The regulatory body emphasized that any CSP failing to complete registration by the deadline will have its contract automatically rendered invalid.
NERC further clarified that only entities with valid Central Bank of Nigeria (CBN) licenses, including banks, Payment Service Providers (PSSPs), Payment Terminal Service Providers (PTSPs), Mobile Money Operators (MMOs), switching companies, card schemes, and super-agents, are eligible to operate as CSPs.
The commission also imposed strict caps on commissions charged across all collection channels, aiming to curb arbitrary fees that have long plagued electricity billing in Nigeria.
According to NERC, USSD transactions below N5,000 will attract a maximum commission of N20, while transactions above N5,000 will be capped at N50. Banking and switching channels, such as apps, ATMs, and gateways, will have commissions ranging from 0.75 per cent to 1.10 per cent, with hard caps at N2,000. Mobile services, web-based platforms, IVR, and NQR transactions are capped at 1.5 per cent, also not exceeding N2,000 per transaction.
Agency and rural services, including PoS agents and kiosks, will be capped between 1.5 per cent and 3.25 per cent depending on transaction size, with maximum limits of N2,000 to N5,000.
NERC stressed that CSPs are only allowed to earn commissions for collection services. Charging for unrelated services such as IT support or marketing is strictly prohibited.

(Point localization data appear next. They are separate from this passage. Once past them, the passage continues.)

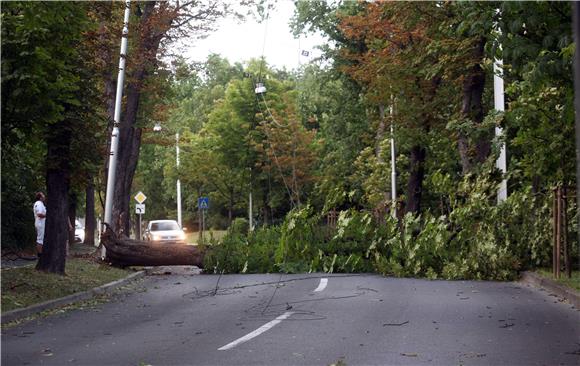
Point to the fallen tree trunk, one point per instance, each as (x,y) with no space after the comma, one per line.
(125,252)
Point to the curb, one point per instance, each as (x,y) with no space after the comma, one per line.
(533,279)
(12,315)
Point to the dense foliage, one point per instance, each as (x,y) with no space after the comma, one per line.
(315,145)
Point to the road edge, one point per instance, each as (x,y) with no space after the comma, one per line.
(16,314)
(533,279)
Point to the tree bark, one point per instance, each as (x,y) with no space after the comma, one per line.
(72,214)
(127,252)
(415,183)
(90,218)
(53,258)
(476,152)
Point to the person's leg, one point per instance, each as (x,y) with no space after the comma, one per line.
(39,239)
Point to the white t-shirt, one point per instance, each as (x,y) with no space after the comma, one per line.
(39,208)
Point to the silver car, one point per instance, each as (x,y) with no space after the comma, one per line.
(165,231)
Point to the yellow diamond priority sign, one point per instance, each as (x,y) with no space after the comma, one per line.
(140,197)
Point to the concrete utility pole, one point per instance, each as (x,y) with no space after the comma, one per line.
(576,31)
(117,119)
(393,165)
(499,105)
(178,181)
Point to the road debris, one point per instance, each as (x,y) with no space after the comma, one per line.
(395,324)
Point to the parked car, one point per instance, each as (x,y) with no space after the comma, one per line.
(165,231)
(79,232)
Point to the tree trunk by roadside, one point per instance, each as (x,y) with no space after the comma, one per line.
(127,252)
(90,218)
(53,258)
(142,60)
(416,175)
(475,152)
(72,214)
(231,207)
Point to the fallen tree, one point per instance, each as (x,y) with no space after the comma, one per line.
(123,252)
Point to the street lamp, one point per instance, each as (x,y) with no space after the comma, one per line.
(157,128)
(111,175)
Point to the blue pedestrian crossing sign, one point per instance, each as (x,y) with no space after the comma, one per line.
(203,203)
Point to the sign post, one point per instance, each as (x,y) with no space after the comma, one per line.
(202,205)
(140,210)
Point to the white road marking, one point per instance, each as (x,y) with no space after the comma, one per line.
(322,285)
(257,332)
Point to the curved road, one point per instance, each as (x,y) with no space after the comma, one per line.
(310,319)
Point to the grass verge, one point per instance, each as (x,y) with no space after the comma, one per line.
(573,282)
(193,237)
(22,287)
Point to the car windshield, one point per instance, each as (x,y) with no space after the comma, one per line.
(164,226)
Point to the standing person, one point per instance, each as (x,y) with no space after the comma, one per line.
(39,219)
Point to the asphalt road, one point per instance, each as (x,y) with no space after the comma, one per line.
(305,320)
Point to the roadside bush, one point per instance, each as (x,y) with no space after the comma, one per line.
(478,239)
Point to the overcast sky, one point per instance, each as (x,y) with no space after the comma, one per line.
(241,42)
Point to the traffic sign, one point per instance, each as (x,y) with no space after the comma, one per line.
(203,203)
(140,208)
(140,197)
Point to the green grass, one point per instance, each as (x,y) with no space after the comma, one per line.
(573,282)
(193,237)
(22,287)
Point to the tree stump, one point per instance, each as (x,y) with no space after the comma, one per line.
(123,252)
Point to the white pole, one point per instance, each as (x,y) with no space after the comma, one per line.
(250,211)
(498,98)
(117,118)
(393,167)
(178,181)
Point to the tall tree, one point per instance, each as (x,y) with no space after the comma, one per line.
(157,25)
(57,76)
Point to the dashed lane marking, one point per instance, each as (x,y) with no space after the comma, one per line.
(257,332)
(322,285)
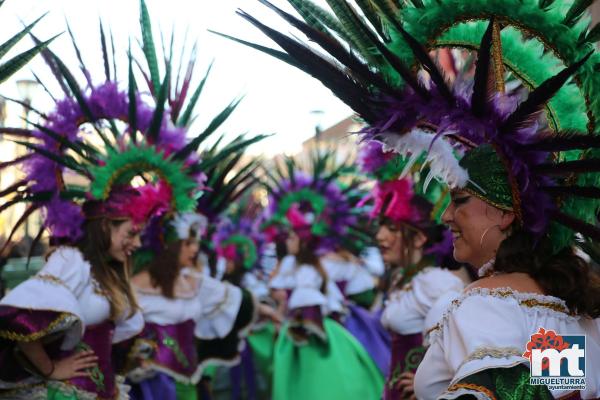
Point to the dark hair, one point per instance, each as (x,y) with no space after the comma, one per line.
(307,255)
(111,275)
(235,277)
(564,274)
(164,268)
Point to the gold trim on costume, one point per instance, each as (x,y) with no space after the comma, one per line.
(50,279)
(219,305)
(473,387)
(19,337)
(494,352)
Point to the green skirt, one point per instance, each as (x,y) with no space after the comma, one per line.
(339,369)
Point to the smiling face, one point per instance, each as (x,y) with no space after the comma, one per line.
(400,245)
(293,243)
(188,252)
(124,239)
(391,246)
(477,227)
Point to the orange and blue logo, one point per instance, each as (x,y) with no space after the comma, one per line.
(557,361)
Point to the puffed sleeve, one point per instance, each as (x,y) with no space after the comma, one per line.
(407,308)
(373,261)
(335,299)
(307,291)
(220,306)
(128,327)
(47,303)
(284,278)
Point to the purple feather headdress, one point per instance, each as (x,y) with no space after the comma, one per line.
(488,129)
(314,208)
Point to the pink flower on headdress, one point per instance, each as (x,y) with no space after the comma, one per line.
(153,200)
(296,218)
(228,252)
(396,197)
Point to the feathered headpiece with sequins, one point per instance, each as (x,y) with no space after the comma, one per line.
(544,168)
(99,139)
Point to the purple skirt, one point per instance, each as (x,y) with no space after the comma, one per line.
(366,327)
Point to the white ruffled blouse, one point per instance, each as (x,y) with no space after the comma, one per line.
(284,279)
(357,277)
(212,304)
(306,291)
(490,328)
(65,284)
(408,309)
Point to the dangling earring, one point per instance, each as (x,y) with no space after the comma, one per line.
(485,233)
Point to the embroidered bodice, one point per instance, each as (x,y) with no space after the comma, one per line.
(489,328)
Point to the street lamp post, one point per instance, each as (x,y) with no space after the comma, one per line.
(27,89)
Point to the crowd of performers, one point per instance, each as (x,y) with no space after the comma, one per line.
(460,240)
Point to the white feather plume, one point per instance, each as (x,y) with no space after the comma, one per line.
(440,157)
(183,224)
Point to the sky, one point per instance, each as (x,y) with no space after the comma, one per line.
(278,98)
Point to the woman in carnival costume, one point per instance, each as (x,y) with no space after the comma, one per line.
(180,304)
(414,246)
(240,242)
(315,357)
(526,183)
(60,325)
(184,307)
(345,267)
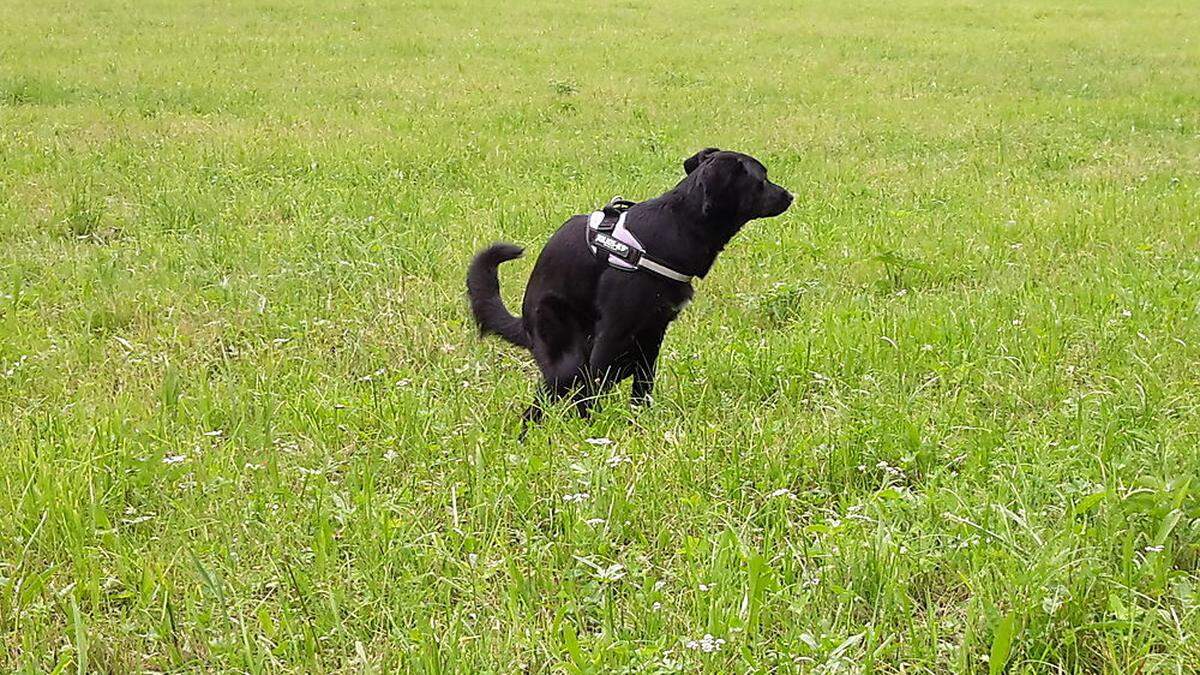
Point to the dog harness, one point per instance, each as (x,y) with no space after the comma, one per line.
(609,238)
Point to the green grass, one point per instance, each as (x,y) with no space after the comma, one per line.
(942,416)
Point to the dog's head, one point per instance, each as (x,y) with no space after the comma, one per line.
(735,185)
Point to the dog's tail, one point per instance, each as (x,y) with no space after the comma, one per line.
(484,290)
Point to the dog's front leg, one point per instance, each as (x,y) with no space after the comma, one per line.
(645,365)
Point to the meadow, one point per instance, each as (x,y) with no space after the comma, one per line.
(941,416)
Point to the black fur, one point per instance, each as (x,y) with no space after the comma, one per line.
(591,326)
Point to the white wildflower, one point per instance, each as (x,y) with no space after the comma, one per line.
(617,460)
(708,644)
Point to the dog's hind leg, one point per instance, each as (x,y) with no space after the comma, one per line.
(561,350)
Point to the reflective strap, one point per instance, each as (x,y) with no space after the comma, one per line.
(647,263)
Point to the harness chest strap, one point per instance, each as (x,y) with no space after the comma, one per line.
(607,234)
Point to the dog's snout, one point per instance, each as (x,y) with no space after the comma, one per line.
(780,201)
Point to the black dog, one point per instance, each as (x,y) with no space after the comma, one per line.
(591,324)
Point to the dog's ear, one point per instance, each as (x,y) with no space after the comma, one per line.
(694,161)
(719,181)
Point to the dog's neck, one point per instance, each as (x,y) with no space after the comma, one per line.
(707,232)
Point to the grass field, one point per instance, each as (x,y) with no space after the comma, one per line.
(941,416)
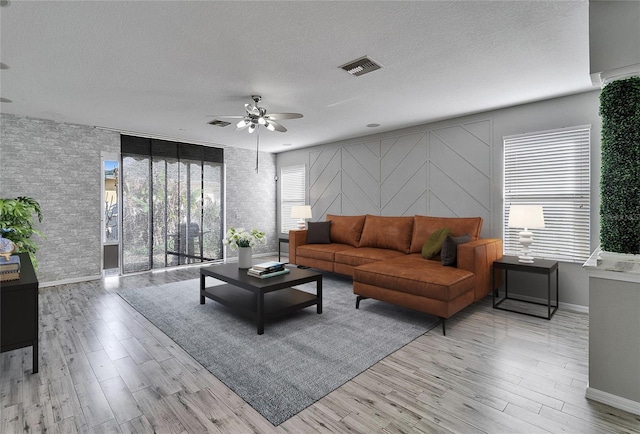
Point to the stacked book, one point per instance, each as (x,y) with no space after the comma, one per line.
(9,269)
(267,269)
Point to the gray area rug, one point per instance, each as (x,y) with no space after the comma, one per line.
(299,359)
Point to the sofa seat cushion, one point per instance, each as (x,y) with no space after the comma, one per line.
(323,252)
(365,255)
(415,275)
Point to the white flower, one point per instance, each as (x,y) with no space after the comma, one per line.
(242,238)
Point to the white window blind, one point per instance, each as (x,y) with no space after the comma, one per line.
(292,192)
(550,168)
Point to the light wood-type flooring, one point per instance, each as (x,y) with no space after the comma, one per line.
(105,369)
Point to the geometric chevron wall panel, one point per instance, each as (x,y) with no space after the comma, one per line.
(440,172)
(325,183)
(361,178)
(404,181)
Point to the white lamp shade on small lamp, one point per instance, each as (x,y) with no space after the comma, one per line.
(301,212)
(526,217)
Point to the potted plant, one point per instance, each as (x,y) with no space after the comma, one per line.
(16,224)
(242,240)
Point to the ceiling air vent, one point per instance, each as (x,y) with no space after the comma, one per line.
(219,123)
(361,66)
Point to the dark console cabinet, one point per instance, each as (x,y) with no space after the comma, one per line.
(19,311)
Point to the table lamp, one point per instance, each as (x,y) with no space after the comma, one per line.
(526,217)
(301,212)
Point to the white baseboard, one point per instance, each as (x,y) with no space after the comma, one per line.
(67,281)
(565,306)
(90,278)
(613,400)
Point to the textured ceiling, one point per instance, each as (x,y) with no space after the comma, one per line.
(166,68)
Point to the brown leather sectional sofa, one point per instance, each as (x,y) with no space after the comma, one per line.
(383,255)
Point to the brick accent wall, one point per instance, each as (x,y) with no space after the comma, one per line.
(59,165)
(251,196)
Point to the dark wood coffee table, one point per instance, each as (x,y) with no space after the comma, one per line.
(260,299)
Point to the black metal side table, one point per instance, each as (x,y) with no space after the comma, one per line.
(19,311)
(539,266)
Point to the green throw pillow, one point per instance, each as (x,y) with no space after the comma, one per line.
(433,245)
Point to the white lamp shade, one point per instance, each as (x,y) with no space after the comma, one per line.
(301,211)
(526,216)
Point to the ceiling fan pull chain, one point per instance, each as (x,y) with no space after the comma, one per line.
(257,146)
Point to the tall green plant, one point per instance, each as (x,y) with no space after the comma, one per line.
(620,172)
(16,223)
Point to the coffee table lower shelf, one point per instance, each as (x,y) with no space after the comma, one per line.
(275,304)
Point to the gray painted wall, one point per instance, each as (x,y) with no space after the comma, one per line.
(59,165)
(452,167)
(614,343)
(614,32)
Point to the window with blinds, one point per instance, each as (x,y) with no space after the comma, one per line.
(552,169)
(292,192)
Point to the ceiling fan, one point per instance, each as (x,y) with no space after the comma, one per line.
(256,116)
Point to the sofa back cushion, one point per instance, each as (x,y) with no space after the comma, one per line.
(346,229)
(387,233)
(424,226)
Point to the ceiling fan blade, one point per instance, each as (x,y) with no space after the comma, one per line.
(277,116)
(252,110)
(276,126)
(242,124)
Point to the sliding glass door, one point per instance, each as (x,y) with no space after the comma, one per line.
(172,204)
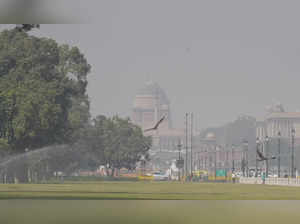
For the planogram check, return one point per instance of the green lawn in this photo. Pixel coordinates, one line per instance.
(148, 191)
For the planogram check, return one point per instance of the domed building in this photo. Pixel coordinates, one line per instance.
(149, 106)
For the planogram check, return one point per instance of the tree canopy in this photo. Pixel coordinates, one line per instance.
(41, 84)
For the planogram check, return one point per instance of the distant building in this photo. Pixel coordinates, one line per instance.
(277, 120)
(150, 105)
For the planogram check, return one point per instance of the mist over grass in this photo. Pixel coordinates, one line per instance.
(105, 190)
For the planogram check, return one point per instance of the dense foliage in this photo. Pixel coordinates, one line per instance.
(42, 91)
(43, 102)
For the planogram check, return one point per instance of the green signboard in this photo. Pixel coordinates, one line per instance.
(221, 173)
(180, 163)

The commission also directed that all collection contracts must ensure timely settlement, except for banks and switching firms, which are required to settle on a T+1 basis.
Maximum Demand customers are exempt from third-party collections and are required to pay directly into the distribution companies’ accounts without commission to any agent.
The new directive is part of NERC’s ongoing effort to enforce the 2019 Order NERC/183/2019, which mandated the migration of industrial, commercial, and residential customers to cashless electricity bill settlement platforms.
The policy was designed to eliminate leakages, enhance transparency, and ensure payments flow directly into utility accounts.
Despite the original order, cash transactions, particularly in rural and agency banking channels, remained widespread, with unregistered agents charging arbitrary and inflated fees.
The commission’s new framework aims to end these practices and protect consumers while ensuring CSPs operate within regulated guidelines.
To register, CSPs must submit valid CBN licenses, signed agreements with relevant distribution companies, CAC incorporation documents, banker references, tax clearance certificates, VAT registration, lists of sub-agents, API integration agreements with NIBSS, and proof of payment of the N100,000 non-refundable registration fee.
NERC concluded that the rules will remain in force until formally amended, reinforcing transparency, efficiency, and accountability in electricity bill collection nationwide.